Visitar una
ciudad como Toledo, es un regalo a los sentidos. Empaparse de su historia, sus
calles y sus monumentos emblemáticos, es un ejercicio de reflexión con siglos
de vida.
Calles
empinadas, sudor en la frente, cansancio en las piernas, no son obstáculos para
quien sepa apreciar lo hermoso de un lugar con olor añejo de otros tiempos
lejanos en el recuerdo, pero muy presentes en el corazón de la grandeza de una
cultura que debe perpetuarse en generaciones pasadas, presentes y futuras.
Mis pies
traspasaron el umbral de una pequeña capilla casi escondida dentro de la
majestuosidad de una catedral revestida de grandeza.
Una
celebración eucarística que no por inusual, llamó mi atención en un
reconocimiento que iba más allá de un acto afortunadamente habitual en mí.
La
espiritualidad del momento, el silencio acordado de antemano, se vieron
desbordados por la figura de un hombre cansado.
Un hombre
ornamentado con ropajes obligatorios de quien por oficio debía presidir una
liturgia siempre conocida y a la vez diferente para quien asiste a ella con
hambre de paz espiritual.
Un hombre de
pasos muy cortos, inseguro en sus movimientos, pero de férrea voluntad de
servicio a los demás.
De voz
engalanada de suspiros; de gestos imperfectos y movimientos a cámara lenta.
Su homilía,
fue tan sincera como inexistente. Sólo unas palabras encerrando un gran
discurso:
“La mejor
homilía que puedo ofrecerles es que hoy me pueda encontrar ante ustedes”
Gran verdad
para quien pareciera necesitar más una cama en descanso que una obligación del
alma.
No pudo
extenderse más allá de la propia celebración.

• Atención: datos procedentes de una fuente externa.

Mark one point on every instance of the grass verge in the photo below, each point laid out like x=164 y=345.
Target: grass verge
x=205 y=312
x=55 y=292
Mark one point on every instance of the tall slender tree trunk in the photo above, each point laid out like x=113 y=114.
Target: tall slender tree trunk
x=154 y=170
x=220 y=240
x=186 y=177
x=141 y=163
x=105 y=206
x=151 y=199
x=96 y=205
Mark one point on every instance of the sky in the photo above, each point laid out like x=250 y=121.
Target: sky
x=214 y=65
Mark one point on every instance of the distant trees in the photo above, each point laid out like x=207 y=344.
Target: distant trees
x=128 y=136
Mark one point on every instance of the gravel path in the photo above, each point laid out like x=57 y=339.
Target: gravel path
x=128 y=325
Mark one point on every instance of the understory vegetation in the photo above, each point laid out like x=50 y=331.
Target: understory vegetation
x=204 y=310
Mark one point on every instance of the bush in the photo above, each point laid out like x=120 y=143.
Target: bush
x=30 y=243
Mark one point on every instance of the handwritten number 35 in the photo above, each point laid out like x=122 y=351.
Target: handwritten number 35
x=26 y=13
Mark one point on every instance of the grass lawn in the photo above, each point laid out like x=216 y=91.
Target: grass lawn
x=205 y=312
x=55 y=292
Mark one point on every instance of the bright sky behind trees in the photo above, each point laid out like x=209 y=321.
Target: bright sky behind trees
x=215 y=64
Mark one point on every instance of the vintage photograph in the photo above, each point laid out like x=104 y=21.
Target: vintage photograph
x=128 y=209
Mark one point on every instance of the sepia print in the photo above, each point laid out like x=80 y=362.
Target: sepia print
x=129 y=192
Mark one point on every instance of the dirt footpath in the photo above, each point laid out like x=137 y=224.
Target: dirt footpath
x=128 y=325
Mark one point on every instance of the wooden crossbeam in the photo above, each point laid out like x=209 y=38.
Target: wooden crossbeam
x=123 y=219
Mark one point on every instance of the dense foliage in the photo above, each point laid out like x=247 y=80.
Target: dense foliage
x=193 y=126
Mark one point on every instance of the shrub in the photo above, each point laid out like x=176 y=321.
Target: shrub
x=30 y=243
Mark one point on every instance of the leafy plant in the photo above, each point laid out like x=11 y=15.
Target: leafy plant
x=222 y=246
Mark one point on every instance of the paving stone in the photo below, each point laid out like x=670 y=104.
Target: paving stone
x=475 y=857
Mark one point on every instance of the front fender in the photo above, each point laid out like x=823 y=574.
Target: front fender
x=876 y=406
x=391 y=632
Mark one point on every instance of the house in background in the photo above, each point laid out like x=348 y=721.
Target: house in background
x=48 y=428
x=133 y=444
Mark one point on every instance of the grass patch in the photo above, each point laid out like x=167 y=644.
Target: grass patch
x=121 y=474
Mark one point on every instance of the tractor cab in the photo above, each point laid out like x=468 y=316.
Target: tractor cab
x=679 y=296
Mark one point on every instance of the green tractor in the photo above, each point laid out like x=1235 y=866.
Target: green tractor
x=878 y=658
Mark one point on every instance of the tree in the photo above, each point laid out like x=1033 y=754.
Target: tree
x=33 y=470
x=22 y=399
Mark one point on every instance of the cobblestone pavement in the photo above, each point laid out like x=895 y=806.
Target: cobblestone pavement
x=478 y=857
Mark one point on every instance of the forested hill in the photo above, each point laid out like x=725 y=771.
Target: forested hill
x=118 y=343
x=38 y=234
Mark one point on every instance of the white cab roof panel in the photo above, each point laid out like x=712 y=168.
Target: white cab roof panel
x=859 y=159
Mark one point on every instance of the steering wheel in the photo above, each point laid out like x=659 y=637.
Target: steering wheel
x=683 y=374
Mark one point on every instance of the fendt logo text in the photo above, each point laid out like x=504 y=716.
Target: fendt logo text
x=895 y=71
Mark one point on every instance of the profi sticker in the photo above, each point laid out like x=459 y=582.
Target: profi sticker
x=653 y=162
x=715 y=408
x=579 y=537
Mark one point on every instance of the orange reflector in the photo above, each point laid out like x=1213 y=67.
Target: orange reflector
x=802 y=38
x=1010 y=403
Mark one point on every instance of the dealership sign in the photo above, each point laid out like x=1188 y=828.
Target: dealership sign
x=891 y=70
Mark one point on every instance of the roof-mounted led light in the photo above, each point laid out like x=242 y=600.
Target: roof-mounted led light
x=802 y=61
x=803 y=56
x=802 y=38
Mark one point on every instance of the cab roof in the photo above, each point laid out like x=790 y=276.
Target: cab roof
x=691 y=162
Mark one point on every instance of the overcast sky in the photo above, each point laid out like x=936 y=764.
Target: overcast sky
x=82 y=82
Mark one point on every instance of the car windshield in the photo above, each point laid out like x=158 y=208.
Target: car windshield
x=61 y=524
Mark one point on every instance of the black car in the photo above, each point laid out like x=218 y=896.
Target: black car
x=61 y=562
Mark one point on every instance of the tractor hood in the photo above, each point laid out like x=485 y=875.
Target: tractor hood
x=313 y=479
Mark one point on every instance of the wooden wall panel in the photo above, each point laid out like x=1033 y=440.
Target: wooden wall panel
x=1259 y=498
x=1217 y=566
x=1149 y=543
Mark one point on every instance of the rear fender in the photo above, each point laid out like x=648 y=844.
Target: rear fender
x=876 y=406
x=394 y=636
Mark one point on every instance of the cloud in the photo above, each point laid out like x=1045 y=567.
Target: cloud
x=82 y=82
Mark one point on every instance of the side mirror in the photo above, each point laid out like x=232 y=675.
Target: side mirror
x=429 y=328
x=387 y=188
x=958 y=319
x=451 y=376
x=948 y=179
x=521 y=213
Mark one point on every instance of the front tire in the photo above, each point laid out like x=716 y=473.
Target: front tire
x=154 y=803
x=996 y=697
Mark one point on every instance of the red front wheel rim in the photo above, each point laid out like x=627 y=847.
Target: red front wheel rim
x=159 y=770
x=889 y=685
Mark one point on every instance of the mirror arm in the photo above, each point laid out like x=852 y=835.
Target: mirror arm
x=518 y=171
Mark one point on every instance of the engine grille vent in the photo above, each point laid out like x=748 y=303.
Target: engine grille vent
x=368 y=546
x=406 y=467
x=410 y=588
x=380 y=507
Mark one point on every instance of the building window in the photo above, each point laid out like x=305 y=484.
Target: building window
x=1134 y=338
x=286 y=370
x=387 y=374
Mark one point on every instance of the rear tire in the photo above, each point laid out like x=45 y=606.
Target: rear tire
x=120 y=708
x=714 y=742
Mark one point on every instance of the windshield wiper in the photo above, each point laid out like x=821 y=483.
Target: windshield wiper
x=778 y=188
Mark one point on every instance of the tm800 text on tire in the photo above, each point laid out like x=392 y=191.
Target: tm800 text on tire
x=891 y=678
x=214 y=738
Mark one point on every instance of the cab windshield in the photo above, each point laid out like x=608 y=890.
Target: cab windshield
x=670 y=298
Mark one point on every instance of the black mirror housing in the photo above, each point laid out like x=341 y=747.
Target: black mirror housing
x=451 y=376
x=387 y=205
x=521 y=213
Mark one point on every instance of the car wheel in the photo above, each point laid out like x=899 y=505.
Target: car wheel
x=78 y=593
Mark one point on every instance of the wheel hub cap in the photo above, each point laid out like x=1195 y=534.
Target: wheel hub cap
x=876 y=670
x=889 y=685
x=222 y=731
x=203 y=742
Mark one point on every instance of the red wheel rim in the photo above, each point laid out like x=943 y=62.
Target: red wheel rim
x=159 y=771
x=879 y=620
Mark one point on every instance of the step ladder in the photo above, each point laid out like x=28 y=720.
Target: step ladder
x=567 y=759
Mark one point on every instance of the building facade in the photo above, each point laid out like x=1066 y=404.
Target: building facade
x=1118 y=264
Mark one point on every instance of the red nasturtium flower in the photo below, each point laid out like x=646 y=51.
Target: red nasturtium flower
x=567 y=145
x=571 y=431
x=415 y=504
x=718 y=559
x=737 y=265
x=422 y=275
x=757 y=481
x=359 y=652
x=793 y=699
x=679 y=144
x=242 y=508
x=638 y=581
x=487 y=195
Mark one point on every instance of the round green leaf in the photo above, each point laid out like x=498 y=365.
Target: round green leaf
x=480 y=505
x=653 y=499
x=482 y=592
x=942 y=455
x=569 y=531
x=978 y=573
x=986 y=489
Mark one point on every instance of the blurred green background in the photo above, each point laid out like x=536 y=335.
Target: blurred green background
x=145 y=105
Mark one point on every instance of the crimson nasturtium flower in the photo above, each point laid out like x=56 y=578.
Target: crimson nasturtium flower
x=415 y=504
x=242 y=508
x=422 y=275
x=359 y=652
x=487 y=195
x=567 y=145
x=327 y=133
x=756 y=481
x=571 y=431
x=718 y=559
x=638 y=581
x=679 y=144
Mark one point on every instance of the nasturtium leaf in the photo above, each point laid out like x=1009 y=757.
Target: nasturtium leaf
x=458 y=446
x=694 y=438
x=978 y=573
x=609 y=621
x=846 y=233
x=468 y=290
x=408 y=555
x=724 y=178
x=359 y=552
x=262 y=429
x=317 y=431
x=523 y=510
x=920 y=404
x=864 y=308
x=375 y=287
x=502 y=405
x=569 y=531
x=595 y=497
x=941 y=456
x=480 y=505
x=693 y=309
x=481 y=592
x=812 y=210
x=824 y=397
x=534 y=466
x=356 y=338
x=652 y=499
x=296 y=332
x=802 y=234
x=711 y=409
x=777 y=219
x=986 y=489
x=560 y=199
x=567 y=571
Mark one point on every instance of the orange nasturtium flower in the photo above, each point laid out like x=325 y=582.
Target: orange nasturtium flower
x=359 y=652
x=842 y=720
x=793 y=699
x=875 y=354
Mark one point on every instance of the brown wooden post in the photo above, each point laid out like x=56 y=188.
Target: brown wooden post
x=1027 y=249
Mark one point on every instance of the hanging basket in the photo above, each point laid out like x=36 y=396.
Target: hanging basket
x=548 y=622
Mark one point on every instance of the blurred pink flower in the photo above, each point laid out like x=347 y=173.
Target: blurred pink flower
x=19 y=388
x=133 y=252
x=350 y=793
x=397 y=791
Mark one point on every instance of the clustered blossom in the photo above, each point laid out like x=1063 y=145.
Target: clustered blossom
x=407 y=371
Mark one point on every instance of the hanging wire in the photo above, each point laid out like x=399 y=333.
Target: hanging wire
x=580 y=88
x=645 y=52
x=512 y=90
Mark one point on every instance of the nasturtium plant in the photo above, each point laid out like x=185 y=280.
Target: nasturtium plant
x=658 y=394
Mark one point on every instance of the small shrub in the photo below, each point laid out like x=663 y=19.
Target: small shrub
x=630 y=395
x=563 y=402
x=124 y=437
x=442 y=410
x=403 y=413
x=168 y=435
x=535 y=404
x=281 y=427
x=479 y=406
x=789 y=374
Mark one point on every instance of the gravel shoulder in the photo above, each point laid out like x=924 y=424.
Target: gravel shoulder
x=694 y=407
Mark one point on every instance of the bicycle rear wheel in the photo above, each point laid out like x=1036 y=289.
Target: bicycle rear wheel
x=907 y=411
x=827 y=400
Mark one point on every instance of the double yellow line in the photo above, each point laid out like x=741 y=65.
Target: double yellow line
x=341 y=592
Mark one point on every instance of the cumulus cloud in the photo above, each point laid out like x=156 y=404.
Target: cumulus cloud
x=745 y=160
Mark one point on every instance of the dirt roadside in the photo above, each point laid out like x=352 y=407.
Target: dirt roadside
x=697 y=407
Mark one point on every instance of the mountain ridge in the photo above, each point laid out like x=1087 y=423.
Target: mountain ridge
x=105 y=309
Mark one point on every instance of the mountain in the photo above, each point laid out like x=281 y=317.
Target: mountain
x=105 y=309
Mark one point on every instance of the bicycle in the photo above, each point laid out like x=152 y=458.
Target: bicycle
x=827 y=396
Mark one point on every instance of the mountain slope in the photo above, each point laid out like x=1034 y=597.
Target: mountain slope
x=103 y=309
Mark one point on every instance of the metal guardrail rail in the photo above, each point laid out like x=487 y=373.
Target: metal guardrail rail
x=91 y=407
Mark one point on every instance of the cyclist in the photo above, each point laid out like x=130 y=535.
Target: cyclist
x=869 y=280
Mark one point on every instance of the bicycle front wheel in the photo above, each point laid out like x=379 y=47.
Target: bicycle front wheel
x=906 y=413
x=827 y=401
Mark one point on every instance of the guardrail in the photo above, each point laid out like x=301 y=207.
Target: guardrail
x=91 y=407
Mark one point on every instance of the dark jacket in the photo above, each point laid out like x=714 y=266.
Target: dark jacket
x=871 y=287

Marchó por donde vino; en
solitario, sus torpes pasos le llevaron a perderse por el interior de la
historia, dejando atrás a un tipo como yo que además de a Dios, se llevó de
allí el reconocimiento y la gratitud hacia un hombre al que seguramente jamás
vuelva a ver, pero que me hizo sentir que la grandeza de una persona se mide
también por la monumentalidad de sus actos.